Cleantech Market Intelligence
How Will Self-Driving Vehicles Find Their Way?
Google continues to push the technology for its autonomous vehicle, but some recent articles in the media have been more about the detailed mapping required than any of the other technologies that may be necessary for bringing such vehicles into production. Google is not the only company interested in this angle. Nokia’s HERE subsidiary is also putting a lot of effort into making high-definition maps that combine detail about roadways with information about traffic flow.

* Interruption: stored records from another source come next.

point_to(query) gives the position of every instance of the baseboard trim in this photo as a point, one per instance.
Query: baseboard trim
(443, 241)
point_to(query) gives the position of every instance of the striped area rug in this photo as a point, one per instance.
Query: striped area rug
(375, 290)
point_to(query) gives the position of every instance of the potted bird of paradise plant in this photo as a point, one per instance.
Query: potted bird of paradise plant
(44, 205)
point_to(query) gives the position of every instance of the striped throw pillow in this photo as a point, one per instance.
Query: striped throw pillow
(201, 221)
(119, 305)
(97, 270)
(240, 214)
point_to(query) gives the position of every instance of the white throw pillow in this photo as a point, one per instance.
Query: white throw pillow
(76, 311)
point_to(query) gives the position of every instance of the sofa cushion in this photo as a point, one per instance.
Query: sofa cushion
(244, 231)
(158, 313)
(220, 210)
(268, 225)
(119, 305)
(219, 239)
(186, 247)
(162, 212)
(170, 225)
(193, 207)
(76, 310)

Google has decided that its vehicle must have a detailed map of the roads it will travel on, accurate to a few centimeters, with detailed knowledge of the exact location and height of the curbs, not just the lane markings. Recognizing that these vehicles must also cope with construction and temporary obstacles, HERE is exploring the idea of using the cloud to store the digital map data and having it updated on a continual basis.
A Perfect Map
The concept relies on huge amounts of data being constantly uploaded and downloaded to the cloud so that all vehicles always have a highly accurate digital map of their surroundings to rely on. While this is clearly one potential solution for the future of autonomous vehicles, it’s a concept thought up by two large companies that have already invested heavily in scanning and mapping technology. It’s natural to find solutions that match the tools already available, and all the better if the solution requires a tool upgrade.
In a previous blog, I wrote about self-driving vehicle developments in China. It seems to me that putting more intelligence into each vehicle, to deal with real-time traffic issues, is a more practical option than requiring a highly accurate database of all the world’s roads that is updated minute by minute. Existing digital maps can be used to provide direction just as they do for human drivers today, and powerful, intelligent sensors can monitor the local traffic and obstacles in real time. I suspect this is how the major automakers are moving forward with autonomous vehicle technology – and why nobody has yet jumped on Google’s offer of a partnership.